Sunday, January 11, 2009

Joey's loves at StrollerFit

So Joey use to have a harem to himself - First it was Ariella and JOOOOEY, then there was Casey and Ella and Autumn. Some days he had to share his girls with Nate and Mason, but he was happy to oblige.

Now things are changing, Autumn's Little Brother Lincoln is moving and not so little anymore we have new moms that bring us Jayce and Wes, so Joey really has to share now.

I think since Joey has not reciprocated Ariella's love she has given up, there goes his older woman, but now he has Casey a younger woman chasing him. It was so cute on Thursday, she chased him down after class and held his hand and tried to drag him around. She is 2 months younger and they are so cute, but he got free and took off with Casey hot on her heals. Where is the camera when I need it for these little precious moments.

I came home and told Scott, he said that is why we have a boy and he is positive the new baby who is 5 weeks away is a boy too. He says he would need lots of bullets if we have a girl. He has informed Casey's parents that he is willing to loan the gun and bullets out for when she and her older sister Ella begin to really date as long as it does not get used against Joey.

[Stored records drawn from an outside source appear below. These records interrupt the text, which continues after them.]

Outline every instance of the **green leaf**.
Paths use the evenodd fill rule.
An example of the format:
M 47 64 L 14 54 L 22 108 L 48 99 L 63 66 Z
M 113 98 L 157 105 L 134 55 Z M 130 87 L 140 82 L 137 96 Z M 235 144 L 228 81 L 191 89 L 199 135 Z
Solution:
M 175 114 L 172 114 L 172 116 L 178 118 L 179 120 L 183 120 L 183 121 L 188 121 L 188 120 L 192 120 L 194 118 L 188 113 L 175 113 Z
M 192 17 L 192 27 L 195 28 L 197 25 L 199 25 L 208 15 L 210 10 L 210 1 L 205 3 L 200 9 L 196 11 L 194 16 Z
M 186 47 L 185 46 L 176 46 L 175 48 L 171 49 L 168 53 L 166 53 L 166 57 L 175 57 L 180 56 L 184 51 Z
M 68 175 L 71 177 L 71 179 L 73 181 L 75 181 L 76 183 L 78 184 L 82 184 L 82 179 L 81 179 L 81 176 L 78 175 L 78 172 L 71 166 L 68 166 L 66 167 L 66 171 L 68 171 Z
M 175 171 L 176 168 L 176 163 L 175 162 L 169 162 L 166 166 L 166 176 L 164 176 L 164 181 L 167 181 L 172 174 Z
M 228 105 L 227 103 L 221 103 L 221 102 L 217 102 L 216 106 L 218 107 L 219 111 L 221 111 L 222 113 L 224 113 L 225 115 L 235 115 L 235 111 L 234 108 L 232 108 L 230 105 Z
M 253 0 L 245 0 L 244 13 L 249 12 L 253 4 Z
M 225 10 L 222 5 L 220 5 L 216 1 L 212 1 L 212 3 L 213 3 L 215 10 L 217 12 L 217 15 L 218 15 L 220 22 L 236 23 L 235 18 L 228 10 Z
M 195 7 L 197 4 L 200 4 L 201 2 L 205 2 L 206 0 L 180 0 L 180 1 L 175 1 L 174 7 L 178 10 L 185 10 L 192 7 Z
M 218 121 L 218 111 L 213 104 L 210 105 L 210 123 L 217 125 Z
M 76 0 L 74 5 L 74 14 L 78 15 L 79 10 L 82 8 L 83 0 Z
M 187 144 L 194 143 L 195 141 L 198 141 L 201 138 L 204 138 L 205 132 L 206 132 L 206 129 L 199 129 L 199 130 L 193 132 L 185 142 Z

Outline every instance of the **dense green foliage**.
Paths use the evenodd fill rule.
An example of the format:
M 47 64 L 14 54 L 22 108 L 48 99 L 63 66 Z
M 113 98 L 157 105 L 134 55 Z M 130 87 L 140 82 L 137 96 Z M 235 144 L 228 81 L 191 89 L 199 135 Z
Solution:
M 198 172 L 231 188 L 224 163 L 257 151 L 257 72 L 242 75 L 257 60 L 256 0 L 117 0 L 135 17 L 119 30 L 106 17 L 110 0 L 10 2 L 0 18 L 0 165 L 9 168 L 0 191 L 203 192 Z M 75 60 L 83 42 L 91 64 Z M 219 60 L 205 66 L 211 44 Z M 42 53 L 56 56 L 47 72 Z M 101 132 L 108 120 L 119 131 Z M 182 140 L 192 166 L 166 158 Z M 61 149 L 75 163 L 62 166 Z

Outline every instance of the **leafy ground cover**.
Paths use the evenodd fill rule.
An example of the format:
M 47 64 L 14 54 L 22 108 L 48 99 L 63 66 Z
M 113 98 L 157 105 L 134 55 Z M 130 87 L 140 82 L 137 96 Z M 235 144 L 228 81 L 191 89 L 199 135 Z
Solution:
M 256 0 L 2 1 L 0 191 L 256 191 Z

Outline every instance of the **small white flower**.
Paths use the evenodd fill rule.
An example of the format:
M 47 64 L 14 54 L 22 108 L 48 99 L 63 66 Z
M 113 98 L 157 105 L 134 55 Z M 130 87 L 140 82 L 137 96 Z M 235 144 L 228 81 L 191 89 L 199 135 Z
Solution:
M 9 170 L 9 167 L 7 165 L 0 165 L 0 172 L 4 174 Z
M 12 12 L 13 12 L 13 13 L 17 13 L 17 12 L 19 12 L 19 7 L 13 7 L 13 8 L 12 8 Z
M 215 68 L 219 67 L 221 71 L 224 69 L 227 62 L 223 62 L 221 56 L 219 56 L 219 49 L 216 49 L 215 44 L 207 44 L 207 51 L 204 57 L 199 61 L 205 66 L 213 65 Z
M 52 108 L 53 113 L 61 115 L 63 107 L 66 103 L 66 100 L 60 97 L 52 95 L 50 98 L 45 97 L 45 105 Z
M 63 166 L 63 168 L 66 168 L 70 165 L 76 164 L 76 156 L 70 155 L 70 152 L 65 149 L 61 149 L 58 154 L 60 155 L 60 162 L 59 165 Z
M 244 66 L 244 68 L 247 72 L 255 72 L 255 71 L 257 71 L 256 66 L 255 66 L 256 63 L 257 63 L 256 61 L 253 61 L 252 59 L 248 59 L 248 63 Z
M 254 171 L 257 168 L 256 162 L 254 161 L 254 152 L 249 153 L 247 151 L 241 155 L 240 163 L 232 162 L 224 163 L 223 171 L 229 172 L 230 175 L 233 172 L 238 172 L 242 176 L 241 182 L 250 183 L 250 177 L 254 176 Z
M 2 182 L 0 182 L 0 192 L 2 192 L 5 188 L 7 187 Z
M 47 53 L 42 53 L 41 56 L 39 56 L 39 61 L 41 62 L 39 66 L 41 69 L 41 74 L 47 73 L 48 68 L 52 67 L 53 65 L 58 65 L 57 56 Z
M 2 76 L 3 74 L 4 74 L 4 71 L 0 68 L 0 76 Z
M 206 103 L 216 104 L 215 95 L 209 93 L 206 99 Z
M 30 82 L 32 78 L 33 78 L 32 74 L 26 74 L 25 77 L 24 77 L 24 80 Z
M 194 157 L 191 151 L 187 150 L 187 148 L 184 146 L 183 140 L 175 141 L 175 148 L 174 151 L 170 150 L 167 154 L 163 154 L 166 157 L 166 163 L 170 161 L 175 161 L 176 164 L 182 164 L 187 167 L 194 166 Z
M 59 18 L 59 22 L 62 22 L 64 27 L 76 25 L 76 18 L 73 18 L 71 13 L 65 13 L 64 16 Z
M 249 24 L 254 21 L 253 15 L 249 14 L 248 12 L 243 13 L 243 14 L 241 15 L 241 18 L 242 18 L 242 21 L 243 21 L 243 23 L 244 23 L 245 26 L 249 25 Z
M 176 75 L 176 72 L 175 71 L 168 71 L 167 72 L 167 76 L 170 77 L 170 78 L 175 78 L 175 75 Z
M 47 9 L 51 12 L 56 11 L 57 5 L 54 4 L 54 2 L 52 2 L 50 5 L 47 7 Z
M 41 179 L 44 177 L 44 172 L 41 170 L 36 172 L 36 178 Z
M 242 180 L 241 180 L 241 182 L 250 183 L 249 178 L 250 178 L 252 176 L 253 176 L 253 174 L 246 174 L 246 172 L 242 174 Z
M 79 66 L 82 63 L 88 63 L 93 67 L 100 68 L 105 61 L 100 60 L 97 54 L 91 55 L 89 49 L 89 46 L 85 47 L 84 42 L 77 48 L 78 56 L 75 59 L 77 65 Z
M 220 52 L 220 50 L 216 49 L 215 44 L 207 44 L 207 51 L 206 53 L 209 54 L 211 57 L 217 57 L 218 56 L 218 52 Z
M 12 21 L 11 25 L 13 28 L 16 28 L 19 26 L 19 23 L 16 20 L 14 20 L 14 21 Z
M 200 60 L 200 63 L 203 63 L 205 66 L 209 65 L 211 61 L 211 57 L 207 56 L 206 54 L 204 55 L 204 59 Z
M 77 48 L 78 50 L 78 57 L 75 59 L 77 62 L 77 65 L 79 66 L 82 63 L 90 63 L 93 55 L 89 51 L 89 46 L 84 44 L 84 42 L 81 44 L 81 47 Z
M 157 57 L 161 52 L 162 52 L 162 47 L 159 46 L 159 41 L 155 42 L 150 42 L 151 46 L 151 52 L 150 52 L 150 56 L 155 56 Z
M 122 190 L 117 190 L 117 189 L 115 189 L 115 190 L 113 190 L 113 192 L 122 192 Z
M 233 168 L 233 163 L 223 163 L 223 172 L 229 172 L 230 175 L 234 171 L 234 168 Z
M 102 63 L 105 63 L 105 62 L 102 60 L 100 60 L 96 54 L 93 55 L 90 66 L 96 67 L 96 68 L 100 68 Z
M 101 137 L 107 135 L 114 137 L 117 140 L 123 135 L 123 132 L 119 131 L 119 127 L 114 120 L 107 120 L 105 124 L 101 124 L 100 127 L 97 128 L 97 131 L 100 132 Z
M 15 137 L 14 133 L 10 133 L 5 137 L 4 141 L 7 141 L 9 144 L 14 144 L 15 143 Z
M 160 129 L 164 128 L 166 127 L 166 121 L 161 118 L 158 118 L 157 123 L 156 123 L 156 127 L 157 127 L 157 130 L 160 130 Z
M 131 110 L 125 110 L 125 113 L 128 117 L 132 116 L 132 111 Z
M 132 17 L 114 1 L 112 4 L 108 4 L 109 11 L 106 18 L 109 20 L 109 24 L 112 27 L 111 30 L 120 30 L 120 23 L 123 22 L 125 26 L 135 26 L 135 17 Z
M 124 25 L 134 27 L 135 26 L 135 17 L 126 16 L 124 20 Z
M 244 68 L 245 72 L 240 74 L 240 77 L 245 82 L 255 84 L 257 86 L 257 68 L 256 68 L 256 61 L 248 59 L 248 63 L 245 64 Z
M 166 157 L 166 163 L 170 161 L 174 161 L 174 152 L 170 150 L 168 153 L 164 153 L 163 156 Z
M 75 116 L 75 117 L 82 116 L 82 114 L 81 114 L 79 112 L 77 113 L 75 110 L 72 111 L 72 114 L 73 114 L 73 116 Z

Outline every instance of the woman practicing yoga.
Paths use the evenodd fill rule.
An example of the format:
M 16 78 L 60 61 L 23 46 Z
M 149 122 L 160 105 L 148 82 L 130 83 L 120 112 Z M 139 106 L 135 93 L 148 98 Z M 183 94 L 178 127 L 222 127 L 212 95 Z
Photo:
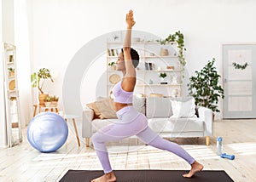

Today was busy, a new session of Restore the Core Started and one of my new clients asked how far along I was since I did all these moves as demos, like planks. I said 5 weeks and thank god for Danielle who demoed the rest. It made me feel great the she and my SF moms have commented that I am still active. I have my days where I do not feel great but the working out makes me feel better. And to top it off I had a great laugh watching Joey and Emma another little girl watching us and making faces from the party room upstairs. He makes me smile and brings love into my heart every moment of everyday and I thank god for my miracle and the one to come.

I took April and Mason to Costco with me to get stuff for the StrollerFit open house Monday and 4 different woman told me my twins were adorable. here I am 5 weeks from giving birth and I had Joey and Mason who are a month apart in age in the cart and people thought I had twins. Wow!!!

then part of Joey's harem came for dinner. We had Casey and Ella and there parents over and it was so cute to watch the kids play together. Joey was all excited as son as I told him Casey and Ella were coming over he says kaykay and claps. We had a great night. A healthy dinner and some good adult conversation, while the moms did, I bet the dads had a blast watching the Little Mermaid since the kids did not want to watch football. Too bad for the dads!!

So off to bed I went until 3 am as usually, baby did not want me to sleep. I look outside and it is snowing, so I guess no play dates today, Joey and I "will build a hot" and hopefully he will sleep so I can gets lots of work done and maybe try a new recipe or too!!

As I reflect on the week, I think to myself a few things: I live the friends I have made through SF and I love my old friends, even the ones I do not see or talk to very often, but I wish the sadness would go away and I could take Joey to grandma, the one thing that would light up her days as much as they light up mine as she goes they all the side effects of Chemo again. Here we go again and I wish I could take the pain away. She is a fighter and says she will see him and the new baby grow up and I believe her because she has the best outlook and I hope I will always be as positive as she is, but I know Joey would make her feel better. This is the one regret I have with leaving Las Vegas and moving back to MA. If I could get on a plane and fly the flight without risking my health or the babies I would be there in a heart beat and I know that my SF moms would keep the classes going because they are the strongest bunch of Woman I know. Without them everyday and all the dramas we share with the kids I would fall apart.

I want to thank them for coming to class and helping me through each day weather they know it or not. Lastly, I wan to say Joey loves sharing his harem and he only hopes it grows bigger and bigger and bigger so he has stories to tell Grandma.